Las narraciones que sobreviven de aquel día son brutales: revolucionarios y no revolucionarios empezaron a sacar a los chinos de sus hogares y en la calle los baleaban; otros dispararon donde los encontraban escondidos. Las balas no fueron el único recurso: después de la matanza, las calles estaban llenas de víctimas muertas a machetazos.

El Banco Chino fue saqueado e incendiado. Un edificio de la comunidad, el Wah Yick se convirtió en una enorme tumba, cuando la enloquecida mezcla de torreonenses y revolucionarios entraron y mataron a todo al que encontraron. Poco a poco, la matanza se extendió por la ciudad; los cuerpos eran tirados en las calles. Dando rienda suelta a los sentimientos fomentados por años, se vio a chamacos pateando los cuerpos, a gente robando los zapatos de los cadáveres. Por una ventana, alguien arrojó a la calle una cabeza. Se supo de dos mujeres chinas brutalmente violadas. En la mayor lavandería china de la ciudad, Wong Nong Jum, el administrador y algunos de sus empleados, fueron muertos a tiros. Otros, saltando la barda del negocio, lograron escapar.

Importa decir que hubo muchos chinos que lograron salvarse, o bien por esconderse con habilidad o bien por recibir protección de torreonenses honrados que los ocultaron. Se sabe de un fabricante de muebles, llamado José Cadena, que se expusieron ocultando a los perseguidos. No fue el único. Otros personajes de la ciudad, entre rancheros, abogados y comerciantes, lograron salvar a decenas de personas.

DESPUÉS DE LA MATANZA

En Torreón vivían 600 chinos. Cuando por fin llegaron a la ciudad los grandes jefes de aquellas fuerzas, alcanzaron a frenar la masacre. El líder principal, Emilio Madero, ordenó contar a las víctimas: 249 chinos habían sido brutalmente asesinados. Se inició una investigación, en la que se señaló a Benjamín Argumedo como el responsable de aquel desastre.

La indagación duró mucho. Tres meses después, la legación china aseguró que el total de víctimas sumaba 303. Se cruzaron acusaciones: Los revolucionarios afirmaron que los principales culpables de la matanza habían sido los propios torreonenses, los más pobres, los que culpaban de su miseria a los chinos que les robaban los empleos y la prosperidad. A la larga, la investigación exoneró a Argumedo; la mucha gente interrogada empezó a señalar culpables. Eran muchos los habitantes de la ciudad en esa lista de criminales.

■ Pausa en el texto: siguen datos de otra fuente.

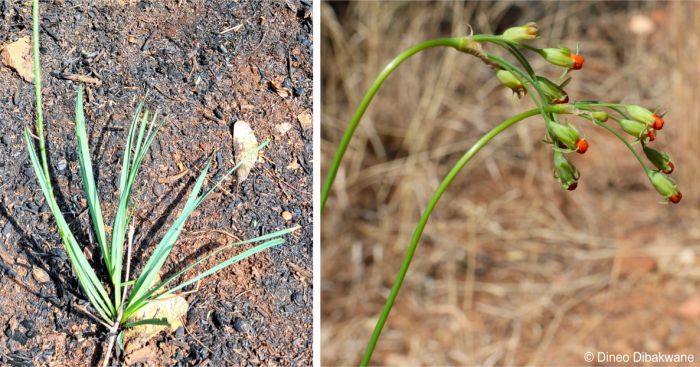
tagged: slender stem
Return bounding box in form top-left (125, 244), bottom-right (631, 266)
top-left (593, 116), bottom-right (650, 174)
top-left (360, 105), bottom-right (566, 366)
top-left (32, 0), bottom-right (53, 187)
top-left (321, 37), bottom-right (465, 214)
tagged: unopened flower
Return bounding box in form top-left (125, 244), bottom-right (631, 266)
top-left (496, 69), bottom-right (527, 97)
top-left (649, 171), bottom-right (683, 204)
top-left (620, 119), bottom-right (656, 141)
top-left (537, 76), bottom-right (569, 104)
top-left (501, 22), bottom-right (540, 42)
top-left (644, 145), bottom-right (675, 174)
top-left (591, 111), bottom-right (608, 122)
top-left (554, 151), bottom-right (580, 191)
top-left (540, 47), bottom-right (585, 70)
top-left (627, 105), bottom-right (664, 130)
top-left (548, 123), bottom-right (588, 154)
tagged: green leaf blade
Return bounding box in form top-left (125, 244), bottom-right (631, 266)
top-left (75, 84), bottom-right (111, 269)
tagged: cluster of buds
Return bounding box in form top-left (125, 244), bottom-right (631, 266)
top-left (496, 22), bottom-right (682, 204)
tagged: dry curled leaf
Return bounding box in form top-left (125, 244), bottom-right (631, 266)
top-left (233, 120), bottom-right (258, 183)
top-left (124, 294), bottom-right (189, 354)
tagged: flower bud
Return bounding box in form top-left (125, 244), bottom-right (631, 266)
top-left (537, 76), bottom-right (569, 104)
top-left (644, 145), bottom-right (675, 174)
top-left (649, 171), bottom-right (683, 204)
top-left (496, 69), bottom-right (527, 97)
top-left (554, 151), bottom-right (580, 191)
top-left (627, 105), bottom-right (664, 130)
top-left (547, 123), bottom-right (581, 150)
top-left (540, 47), bottom-right (585, 70)
top-left (576, 139), bottom-right (588, 154)
top-left (591, 111), bottom-right (608, 122)
top-left (620, 119), bottom-right (656, 141)
top-left (501, 22), bottom-right (540, 42)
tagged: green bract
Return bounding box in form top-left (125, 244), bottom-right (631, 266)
top-left (501, 22), bottom-right (540, 42)
top-left (627, 105), bottom-right (656, 125)
top-left (540, 47), bottom-right (574, 68)
top-left (554, 151), bottom-right (580, 190)
top-left (620, 119), bottom-right (648, 138)
top-left (648, 171), bottom-right (678, 198)
top-left (643, 145), bottom-right (673, 174)
top-left (547, 122), bottom-right (579, 150)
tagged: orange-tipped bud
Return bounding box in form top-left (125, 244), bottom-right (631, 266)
top-left (554, 151), bottom-right (580, 191)
top-left (643, 145), bottom-right (675, 174)
top-left (668, 191), bottom-right (683, 204)
top-left (648, 171), bottom-right (683, 204)
top-left (576, 139), bottom-right (588, 154)
top-left (651, 114), bottom-right (664, 130)
top-left (661, 162), bottom-right (676, 175)
top-left (570, 54), bottom-right (585, 70)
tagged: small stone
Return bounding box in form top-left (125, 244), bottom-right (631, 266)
top-left (22, 166), bottom-right (34, 178)
top-left (214, 107), bottom-right (224, 120)
top-left (32, 266), bottom-right (51, 283)
top-left (12, 330), bottom-right (29, 345)
top-left (0, 36), bottom-right (34, 83)
top-left (297, 111), bottom-right (314, 130)
top-left (292, 87), bottom-right (304, 97)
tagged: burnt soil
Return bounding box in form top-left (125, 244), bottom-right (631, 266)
top-left (0, 0), bottom-right (313, 366)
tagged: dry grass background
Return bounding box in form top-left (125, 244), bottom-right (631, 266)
top-left (321, 2), bottom-right (700, 366)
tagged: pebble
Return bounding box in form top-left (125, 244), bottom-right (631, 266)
top-left (292, 87), bottom-right (304, 97)
top-left (2, 220), bottom-right (12, 238)
top-left (153, 183), bottom-right (165, 198)
top-left (22, 165), bottom-right (34, 178)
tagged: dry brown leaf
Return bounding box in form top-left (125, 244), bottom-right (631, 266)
top-left (124, 294), bottom-right (189, 354)
top-left (297, 111), bottom-right (313, 130)
top-left (233, 120), bottom-right (258, 183)
top-left (2, 36), bottom-right (34, 83)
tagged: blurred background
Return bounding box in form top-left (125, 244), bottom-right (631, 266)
top-left (321, 1), bottom-right (700, 366)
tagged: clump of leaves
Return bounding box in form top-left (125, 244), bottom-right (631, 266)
top-left (24, 0), bottom-right (298, 366)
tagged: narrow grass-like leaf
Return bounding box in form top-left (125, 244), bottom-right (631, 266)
top-left (75, 84), bottom-right (111, 269)
top-left (124, 317), bottom-right (170, 328)
top-left (122, 236), bottom-right (288, 321)
top-left (121, 226), bottom-right (299, 320)
top-left (127, 140), bottom-right (269, 314)
top-left (129, 155), bottom-right (214, 304)
top-left (24, 128), bottom-right (116, 323)
top-left (111, 101), bottom-right (149, 308)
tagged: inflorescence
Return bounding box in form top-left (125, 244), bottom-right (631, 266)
top-left (482, 22), bottom-right (682, 204)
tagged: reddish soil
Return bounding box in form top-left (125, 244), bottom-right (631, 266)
top-left (0, 0), bottom-right (313, 366)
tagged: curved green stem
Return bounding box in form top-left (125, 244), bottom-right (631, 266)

Pasó el tiempo: cayó don Porfirio, y la comunidad china intentaba sanar de sus heridas y olvidar el horror. Pero los sentimientos antichinos no se desvanecieron: pasados diez años de conflicto armado, en la década de los 20, todavía había en Torreón una sociedad antichina; en los años treinta, incluso, hubo leyes para contener y presionar a la comunidad. La masacre de Torreón abrió una herida de la que, apenas en este 2021, el Estado mexicano decidió ocuparse.